POSTOPERATIVE REHABILITATION PROTOCOL
The postoperative phase is critical to allow for biological incorporation of the tendon graft within the osseous tunnels while preventing debilitating wrist stiffness.
Phase 1: Immobilization (Weeks 0 to 6)
- Immediately postoperatively, apply a well-padded, long-arm cast with the forearm locked in neutral rotation. This neutralizes deforming forces and protects the graft during the initial healing phase.

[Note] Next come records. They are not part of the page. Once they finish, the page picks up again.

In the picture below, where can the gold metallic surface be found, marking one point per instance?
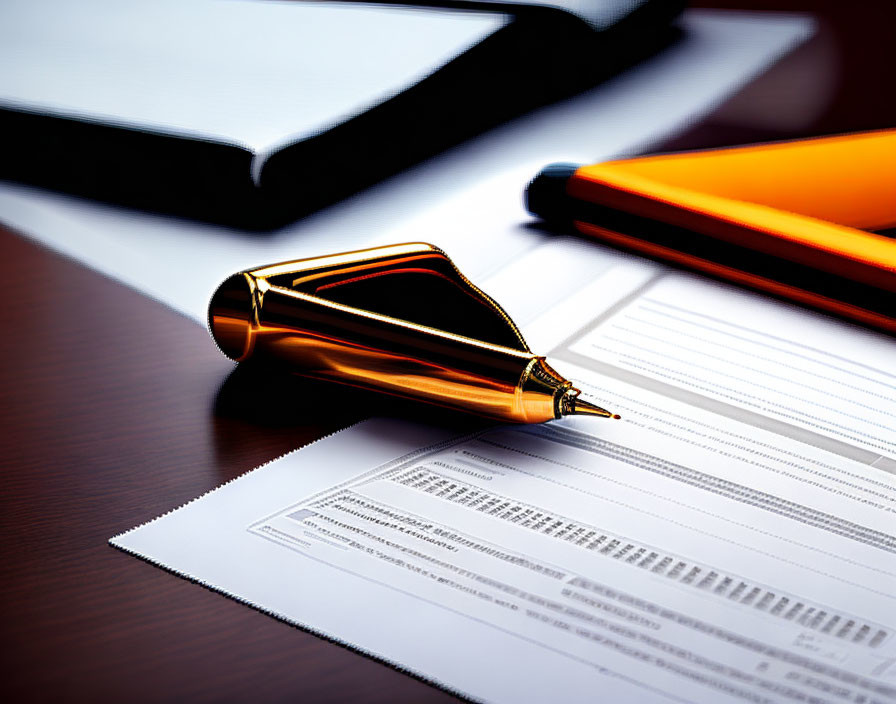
(400, 320)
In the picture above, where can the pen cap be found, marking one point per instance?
(401, 320)
(546, 195)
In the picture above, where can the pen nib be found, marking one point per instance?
(574, 406)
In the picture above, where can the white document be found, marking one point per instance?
(180, 263)
(251, 73)
(730, 539)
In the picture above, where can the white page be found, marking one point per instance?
(180, 263)
(694, 551)
(253, 73)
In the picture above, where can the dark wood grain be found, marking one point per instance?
(116, 409)
(110, 417)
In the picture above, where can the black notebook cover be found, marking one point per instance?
(253, 114)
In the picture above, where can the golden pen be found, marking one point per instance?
(400, 320)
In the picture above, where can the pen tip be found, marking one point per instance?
(580, 407)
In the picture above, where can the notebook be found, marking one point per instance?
(255, 113)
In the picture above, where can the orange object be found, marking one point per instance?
(792, 219)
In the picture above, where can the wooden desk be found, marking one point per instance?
(112, 415)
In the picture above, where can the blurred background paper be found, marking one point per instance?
(467, 201)
(254, 113)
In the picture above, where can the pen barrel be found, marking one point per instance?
(337, 343)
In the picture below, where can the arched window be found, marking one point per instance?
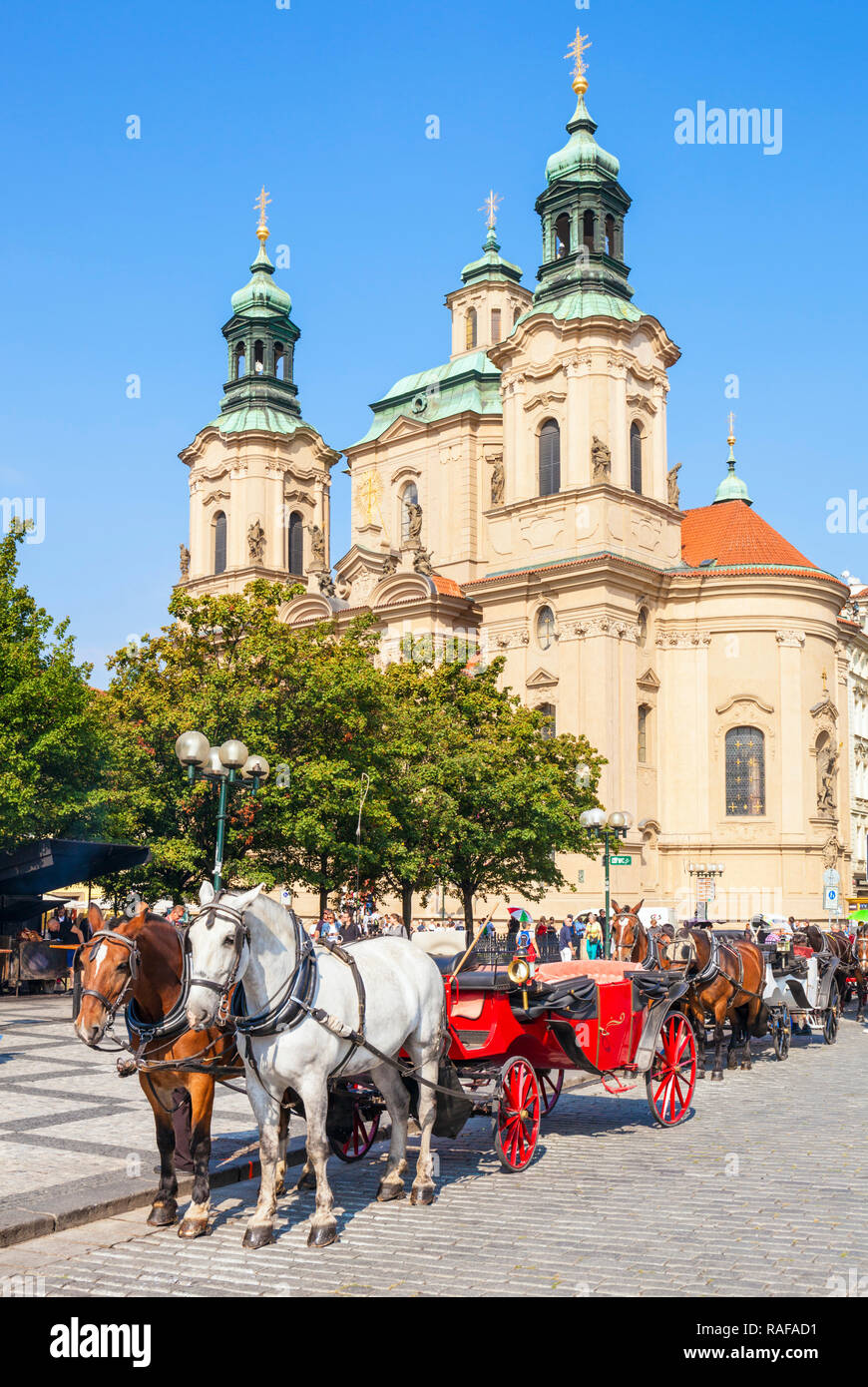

- If nonabsorbable skin closure is used, sutures or staples are removed, and the cast is changed at 10 to 14 days.
- Pin Management: If a transfixion pin was placed and causes irritation of the superficial radial nerve, it can be backed out slightly under local anesthesia to relieve symptoms.
- The long-arm cast and the radioulnar transfixion pin are maintained for a total of 6 weeks.
Phase 2: Protected Mobilization (Weeks 6 to 10)
- At 6 weeks, the long-arm cast is removed. The radioulnar transfixion pin is extracted in the clinic.
- A custom-molded, ulnar-gutter wrist splint is applied. This splint is designed to prevent extreme forearm rotation and wrist deviation while allowing digital motion.
- The splint is worn continuously for another 4 weeks, removed only for hygiene and controlled therapy.
- Therapy Initiation: Begin active wrist flexion/extension, gentle hand strengthening (putty exercises), and active forearm rotation within a pain-free arc.
- Strict Restriction: Passive motion exercises and aggressive stretching are strictly avoided during this phase to prevent stretching out the newly reconstructed ligaments.
Phase 3: Strengthening and Return to Function (Months 3 to 6)
- At 10 weeks, the removable splint is discontinued.
- Supination and pronation range of motion will be regained gradually over the next 4 to 6 months. Patients must be counseled that terminal rotation may take up to a year to fully normalize.
- If grip strength and wrist motion have recovered adequately, most activities of daily living are permitted after 4 months.
- Heavy lifting, power tool operation, and impact-loading sports must be strictly avoided for a minimum of 6 months postoperatively to ensure complete graft maturation and osseous integration.